Percy V. Long (March 26, 1870 – October 28, 1953) was the City Attorney of San Francisco for two periods, first from 1902 to 1906, and then from 1908 to 1916.
Born in Sonora, California into a pioneer California family,[1] Long graduated from the Haywards public school in 1885,[2] and from Oakland High School in 1890.[3] Immediately after completing high school, he began reading law.[3] In the 1890s, he served as an officer of the Native Sons of the Golden West,[3] [4] and served as the Deputy Clerk of the Supreme Court of California.[3] Long also became a member and officer of the bicycling organization, the League of American Wheelmen, and in 1897, was sent to Sacramento to lobby the state legislature to pass a bill classifying bicycles as luggage so that they could be transported on trains at no extra charge.[5]
In September 1900, Long won the Republican nomination for Justice of the Peace, taking his bid to the convention floor to overcome a last-minute effort by party bosses to place a different name in nomination as part of a larger political deal.[6] He won the general election handily in November 1900.[7] Long was scheduled to take office in January 1901, but in December 1900, Governor Henry Gage asserted that he had the right to appoint the position, and appointed Long to his seat early.[8]
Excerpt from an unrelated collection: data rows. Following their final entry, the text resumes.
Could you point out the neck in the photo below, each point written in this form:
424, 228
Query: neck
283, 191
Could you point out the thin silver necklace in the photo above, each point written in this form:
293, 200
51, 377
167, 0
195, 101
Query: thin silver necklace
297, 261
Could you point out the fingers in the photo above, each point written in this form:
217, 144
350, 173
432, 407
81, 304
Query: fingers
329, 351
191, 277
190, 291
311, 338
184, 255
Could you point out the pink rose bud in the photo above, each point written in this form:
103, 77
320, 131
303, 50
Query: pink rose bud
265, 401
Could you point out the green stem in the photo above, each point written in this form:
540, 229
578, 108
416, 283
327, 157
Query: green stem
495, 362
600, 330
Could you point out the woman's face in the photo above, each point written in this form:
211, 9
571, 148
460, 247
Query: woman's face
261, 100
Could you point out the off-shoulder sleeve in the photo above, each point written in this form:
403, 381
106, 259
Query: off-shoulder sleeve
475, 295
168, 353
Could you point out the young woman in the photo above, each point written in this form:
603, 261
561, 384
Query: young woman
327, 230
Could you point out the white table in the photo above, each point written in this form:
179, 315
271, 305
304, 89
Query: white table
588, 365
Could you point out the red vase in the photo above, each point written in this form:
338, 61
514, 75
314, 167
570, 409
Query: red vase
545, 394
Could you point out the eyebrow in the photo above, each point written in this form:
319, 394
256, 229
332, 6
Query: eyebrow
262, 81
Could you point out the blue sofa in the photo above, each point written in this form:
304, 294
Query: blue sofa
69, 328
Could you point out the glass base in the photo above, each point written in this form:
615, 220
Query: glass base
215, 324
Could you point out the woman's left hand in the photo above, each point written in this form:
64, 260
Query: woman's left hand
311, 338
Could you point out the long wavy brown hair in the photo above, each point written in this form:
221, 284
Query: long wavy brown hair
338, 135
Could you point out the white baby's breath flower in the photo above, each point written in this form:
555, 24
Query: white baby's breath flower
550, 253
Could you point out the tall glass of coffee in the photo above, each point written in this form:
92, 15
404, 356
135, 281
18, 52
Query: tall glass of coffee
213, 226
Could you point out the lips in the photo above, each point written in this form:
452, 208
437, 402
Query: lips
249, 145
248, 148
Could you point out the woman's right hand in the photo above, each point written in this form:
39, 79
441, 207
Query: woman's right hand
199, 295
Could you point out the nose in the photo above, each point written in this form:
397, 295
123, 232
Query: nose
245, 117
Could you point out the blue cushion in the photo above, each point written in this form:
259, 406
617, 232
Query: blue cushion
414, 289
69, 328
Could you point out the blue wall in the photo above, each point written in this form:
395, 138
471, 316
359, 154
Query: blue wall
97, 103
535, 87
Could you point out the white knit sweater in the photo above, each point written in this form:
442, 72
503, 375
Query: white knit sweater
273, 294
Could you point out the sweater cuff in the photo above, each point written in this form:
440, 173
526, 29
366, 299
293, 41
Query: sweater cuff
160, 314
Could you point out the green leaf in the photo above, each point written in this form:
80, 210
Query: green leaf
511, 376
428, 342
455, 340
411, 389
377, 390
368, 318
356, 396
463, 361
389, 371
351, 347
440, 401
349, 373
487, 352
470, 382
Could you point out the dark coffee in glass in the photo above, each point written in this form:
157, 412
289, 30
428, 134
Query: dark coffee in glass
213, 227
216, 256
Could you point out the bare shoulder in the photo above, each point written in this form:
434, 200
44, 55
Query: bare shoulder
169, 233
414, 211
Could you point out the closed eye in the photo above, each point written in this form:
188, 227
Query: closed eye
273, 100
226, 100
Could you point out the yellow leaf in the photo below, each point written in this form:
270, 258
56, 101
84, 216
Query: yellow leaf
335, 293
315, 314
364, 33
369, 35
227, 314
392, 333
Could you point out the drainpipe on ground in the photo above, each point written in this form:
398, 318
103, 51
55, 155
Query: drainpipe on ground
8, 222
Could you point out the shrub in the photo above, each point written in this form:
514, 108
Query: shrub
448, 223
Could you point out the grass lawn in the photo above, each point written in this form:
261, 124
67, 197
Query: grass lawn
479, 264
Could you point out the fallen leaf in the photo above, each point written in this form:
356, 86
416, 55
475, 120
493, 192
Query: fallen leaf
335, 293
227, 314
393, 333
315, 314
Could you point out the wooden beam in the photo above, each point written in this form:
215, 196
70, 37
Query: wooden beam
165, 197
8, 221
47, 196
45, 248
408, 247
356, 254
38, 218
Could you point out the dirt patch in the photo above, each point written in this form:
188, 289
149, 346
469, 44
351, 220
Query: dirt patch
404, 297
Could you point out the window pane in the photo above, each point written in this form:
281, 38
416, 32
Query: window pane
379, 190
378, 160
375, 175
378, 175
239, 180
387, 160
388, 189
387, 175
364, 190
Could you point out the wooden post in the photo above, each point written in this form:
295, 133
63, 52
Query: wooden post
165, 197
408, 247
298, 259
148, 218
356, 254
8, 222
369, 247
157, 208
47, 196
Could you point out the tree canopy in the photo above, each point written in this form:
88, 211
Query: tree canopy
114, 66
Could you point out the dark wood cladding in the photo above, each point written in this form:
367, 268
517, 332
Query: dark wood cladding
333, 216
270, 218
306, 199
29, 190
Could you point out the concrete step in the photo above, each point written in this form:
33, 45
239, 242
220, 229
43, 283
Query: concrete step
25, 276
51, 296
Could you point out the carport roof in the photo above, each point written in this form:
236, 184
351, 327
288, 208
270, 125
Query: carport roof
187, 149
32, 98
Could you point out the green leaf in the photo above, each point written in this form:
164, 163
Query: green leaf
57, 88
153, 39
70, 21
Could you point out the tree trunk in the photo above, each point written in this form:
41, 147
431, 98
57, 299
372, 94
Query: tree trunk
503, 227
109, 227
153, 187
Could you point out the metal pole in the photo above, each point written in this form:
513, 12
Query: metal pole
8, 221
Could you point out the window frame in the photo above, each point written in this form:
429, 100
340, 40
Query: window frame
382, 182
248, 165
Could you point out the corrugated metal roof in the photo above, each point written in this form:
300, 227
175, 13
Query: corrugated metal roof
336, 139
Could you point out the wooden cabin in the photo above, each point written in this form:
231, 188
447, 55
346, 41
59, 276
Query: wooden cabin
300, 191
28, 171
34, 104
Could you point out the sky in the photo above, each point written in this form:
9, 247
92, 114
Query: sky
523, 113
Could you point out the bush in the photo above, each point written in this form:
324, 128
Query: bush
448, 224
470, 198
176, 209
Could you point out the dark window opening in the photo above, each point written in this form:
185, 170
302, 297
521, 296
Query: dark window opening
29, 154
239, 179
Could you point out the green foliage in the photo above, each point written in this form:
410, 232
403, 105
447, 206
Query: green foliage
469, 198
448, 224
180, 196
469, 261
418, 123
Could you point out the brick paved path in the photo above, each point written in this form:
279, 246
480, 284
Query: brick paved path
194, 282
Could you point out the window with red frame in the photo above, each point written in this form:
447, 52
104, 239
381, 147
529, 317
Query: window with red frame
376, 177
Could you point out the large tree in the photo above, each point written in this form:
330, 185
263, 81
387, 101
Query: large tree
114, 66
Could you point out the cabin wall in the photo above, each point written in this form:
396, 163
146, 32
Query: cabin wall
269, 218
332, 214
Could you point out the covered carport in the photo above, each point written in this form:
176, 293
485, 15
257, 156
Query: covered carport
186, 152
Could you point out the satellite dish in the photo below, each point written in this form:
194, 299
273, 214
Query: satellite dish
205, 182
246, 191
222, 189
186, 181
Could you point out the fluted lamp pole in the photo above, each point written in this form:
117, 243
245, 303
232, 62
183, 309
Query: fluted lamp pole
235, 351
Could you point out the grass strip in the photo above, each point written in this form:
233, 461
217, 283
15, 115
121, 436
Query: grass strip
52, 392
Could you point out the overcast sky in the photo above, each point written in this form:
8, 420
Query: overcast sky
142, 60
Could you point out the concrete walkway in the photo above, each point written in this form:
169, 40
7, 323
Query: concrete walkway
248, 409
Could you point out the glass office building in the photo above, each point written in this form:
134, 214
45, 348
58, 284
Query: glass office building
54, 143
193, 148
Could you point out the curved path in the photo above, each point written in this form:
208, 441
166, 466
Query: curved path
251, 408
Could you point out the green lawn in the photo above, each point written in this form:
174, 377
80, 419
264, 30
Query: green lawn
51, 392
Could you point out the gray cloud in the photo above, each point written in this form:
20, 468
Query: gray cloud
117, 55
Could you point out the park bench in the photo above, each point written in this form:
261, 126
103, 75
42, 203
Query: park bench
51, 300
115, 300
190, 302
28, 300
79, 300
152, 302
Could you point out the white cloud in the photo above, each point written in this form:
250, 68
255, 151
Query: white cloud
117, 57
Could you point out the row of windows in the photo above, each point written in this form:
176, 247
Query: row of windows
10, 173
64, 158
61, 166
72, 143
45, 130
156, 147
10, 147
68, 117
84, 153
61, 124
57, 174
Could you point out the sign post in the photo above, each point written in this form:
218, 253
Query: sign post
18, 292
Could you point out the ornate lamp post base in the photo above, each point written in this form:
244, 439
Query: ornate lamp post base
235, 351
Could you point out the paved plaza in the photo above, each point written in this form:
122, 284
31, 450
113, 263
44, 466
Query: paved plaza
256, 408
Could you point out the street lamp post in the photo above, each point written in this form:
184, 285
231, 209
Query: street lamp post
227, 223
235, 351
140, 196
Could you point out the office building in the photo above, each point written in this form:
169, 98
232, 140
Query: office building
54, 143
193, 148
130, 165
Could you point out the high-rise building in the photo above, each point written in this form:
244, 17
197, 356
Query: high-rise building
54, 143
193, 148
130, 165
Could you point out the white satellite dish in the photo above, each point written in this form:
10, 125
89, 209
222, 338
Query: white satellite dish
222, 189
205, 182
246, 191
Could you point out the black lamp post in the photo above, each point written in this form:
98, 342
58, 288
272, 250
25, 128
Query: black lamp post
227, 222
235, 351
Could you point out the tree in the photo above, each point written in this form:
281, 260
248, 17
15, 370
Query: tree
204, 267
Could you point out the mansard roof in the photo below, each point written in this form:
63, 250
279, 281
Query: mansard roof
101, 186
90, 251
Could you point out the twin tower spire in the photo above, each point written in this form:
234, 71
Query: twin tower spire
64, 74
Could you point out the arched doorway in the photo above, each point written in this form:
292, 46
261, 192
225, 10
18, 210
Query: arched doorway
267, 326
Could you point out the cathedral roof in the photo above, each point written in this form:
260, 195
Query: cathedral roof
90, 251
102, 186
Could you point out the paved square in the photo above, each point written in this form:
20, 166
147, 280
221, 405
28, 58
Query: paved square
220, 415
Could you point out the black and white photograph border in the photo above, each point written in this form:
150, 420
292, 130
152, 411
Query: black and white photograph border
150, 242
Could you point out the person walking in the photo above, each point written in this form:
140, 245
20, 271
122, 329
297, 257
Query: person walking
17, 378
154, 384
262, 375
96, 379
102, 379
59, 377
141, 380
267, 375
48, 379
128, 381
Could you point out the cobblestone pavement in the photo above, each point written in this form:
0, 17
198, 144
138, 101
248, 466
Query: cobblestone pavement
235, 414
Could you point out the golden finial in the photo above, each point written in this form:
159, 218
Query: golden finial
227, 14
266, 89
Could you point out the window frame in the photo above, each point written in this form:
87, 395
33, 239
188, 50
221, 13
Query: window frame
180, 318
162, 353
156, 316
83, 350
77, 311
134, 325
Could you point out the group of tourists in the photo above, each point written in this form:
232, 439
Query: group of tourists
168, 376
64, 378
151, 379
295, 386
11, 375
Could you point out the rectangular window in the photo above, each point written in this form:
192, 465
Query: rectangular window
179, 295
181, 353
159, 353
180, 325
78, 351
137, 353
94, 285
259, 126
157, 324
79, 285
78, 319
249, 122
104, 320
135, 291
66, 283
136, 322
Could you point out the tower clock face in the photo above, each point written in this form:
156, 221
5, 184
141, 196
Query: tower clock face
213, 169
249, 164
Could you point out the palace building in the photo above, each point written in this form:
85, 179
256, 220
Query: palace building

Long became prominent as an attorney in San Francisco, where he served as city attorney and in the legal department of the National Board of Fire Underwriters.[1] During his service as city attorney, Long hired George Lull as an assistant in his office in 1908. Lull would go on to succeed Long in that office.[9] Towards the end of his service as city attorney, Long was "mentioned as a possible mayoralty aspirant",[10] but did not become a candidate.
A Progressive Republican, Long was one of the directors of the 1924 United States presidential election campaign of Calvin Coolidge for President of the United States, denouncing efforts by the third-party candidacy of Robert M. La Follette to invoke Theodore Roosevelt as a model, which Long characterized as intended to cover up "the radical character of the La Follette campaign".[11] In 1936, Long published a book, The Story of the Constitution.[12] [13]
Long married Emma B. Sexton of San Jose, California on May 30, 1900.[14]
Long died in San Francisco, at the home of his daughter, at the age of 83.[1]